Triple Cross‐linked Dynamic Responsive Hydrogel Loaded with Selenium Nanoparticles for Modulating the Inflammatory Microenvironment via PI3K/Akt/NF‐κB and MAPK Signaling Pathways

Abstract

AbstractModulating the inflammatory microenvironment can inhibit the process of inflammatory diseases (IDs). A tri‐cross‐linked inflammatory microenvironment‐responsive hydrogel with ideal mechanical properties achieves triggerable and sustained drug delivery and regulates the inflammatory microenvironment. Here, this study develops an inflammatory microenvironment‐responsive hydrogel (OD‐PP@SeNPs) composed of phenylboronic acid grafted polylysine (PP), oxidized dextran (OD), and selenium nanoparticles (SeNPs). The introduction of SeNPs as initiators and nano‐fillers into the hydrogel results in extra cross‐linking of the polymer network through hydrogen bonding. Based on Schiff base bonds, Phenylboronate ester bonds, and hydrogen bonds, a reactive oxygen species (ROS)/pH dual responsive hydrogel with a triple‐network is achieved.
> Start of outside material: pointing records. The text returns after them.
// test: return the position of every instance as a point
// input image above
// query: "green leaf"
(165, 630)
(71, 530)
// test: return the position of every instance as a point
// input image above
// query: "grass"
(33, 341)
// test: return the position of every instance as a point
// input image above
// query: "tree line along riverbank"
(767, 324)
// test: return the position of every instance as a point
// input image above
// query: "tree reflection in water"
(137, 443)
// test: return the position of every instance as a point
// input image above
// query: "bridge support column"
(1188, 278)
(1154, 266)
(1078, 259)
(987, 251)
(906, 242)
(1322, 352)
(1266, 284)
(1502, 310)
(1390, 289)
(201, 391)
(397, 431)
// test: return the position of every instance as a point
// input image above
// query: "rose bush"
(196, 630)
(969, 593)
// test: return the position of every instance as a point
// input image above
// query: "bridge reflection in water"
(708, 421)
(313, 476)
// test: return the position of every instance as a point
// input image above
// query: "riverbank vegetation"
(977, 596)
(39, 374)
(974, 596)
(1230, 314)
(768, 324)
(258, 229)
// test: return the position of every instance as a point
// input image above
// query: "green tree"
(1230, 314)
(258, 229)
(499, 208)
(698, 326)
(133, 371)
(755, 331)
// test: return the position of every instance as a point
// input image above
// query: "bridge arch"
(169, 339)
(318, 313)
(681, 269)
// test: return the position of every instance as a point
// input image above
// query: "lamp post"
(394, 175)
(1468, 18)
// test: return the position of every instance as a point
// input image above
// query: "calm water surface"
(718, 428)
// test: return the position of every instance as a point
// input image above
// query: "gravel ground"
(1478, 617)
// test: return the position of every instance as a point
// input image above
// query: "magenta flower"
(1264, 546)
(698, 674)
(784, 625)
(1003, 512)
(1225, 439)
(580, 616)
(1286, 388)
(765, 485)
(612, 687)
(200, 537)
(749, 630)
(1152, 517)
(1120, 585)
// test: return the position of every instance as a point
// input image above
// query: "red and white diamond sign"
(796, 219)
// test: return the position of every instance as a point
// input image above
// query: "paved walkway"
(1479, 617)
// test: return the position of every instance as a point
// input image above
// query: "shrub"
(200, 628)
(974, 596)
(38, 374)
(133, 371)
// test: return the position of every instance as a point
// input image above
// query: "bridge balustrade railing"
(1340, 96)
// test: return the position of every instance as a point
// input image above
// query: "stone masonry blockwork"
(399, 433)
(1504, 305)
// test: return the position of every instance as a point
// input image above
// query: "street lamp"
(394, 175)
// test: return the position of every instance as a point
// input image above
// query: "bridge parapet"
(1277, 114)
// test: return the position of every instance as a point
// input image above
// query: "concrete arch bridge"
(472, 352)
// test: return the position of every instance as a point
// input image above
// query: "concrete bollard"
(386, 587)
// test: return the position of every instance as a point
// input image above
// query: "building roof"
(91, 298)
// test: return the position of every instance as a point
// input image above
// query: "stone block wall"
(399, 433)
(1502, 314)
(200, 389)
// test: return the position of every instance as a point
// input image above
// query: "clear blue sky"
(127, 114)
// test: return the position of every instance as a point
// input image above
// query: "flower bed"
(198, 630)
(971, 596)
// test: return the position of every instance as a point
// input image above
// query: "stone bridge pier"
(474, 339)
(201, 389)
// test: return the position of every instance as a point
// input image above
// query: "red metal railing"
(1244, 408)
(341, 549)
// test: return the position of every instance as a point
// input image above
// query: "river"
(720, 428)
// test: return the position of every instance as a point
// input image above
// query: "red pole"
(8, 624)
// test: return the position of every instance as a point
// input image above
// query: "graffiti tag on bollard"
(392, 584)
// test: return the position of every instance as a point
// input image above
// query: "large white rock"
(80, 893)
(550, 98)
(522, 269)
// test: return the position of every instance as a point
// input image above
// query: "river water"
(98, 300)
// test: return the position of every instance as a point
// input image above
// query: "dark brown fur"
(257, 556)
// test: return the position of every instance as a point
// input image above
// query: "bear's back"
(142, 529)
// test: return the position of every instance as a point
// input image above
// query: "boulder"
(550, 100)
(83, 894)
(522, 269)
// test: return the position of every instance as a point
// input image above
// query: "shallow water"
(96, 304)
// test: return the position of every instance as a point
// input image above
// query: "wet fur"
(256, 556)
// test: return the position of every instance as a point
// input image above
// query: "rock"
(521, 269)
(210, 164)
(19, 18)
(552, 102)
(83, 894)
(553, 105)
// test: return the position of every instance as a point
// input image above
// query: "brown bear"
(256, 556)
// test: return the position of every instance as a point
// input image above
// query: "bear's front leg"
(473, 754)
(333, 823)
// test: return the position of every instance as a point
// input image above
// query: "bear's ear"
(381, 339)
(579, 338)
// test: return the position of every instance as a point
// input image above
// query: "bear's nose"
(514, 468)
The hydrogel has injectable, self‐healing, adhesion, outstanding flexibility, suitable swelling capacity, optimal biodegradability, excellent stimuli‐responsive active substance release performance, and prominent biocompatibility. Most importantly, the hydrogel with ROS scavenging and pH‐regulating ability protects cells from oxidative stress and induces macrophages into M2 polarization to reduce inflammatory cytokines through PI3K/AKT/NF‐κB and MAPK pathways, exerting anti‐inflammatory effects and reshaping the inflammatory microenvironment, thereby effectively treating typical IDs, including S. aureus infected wound and rheumatoid arthritis in rats. In conclusion, this dynamically responsive injectable hydrogel with a triple‐network structure provides an effective strategy to treat IDs, holding great promise in clinical application.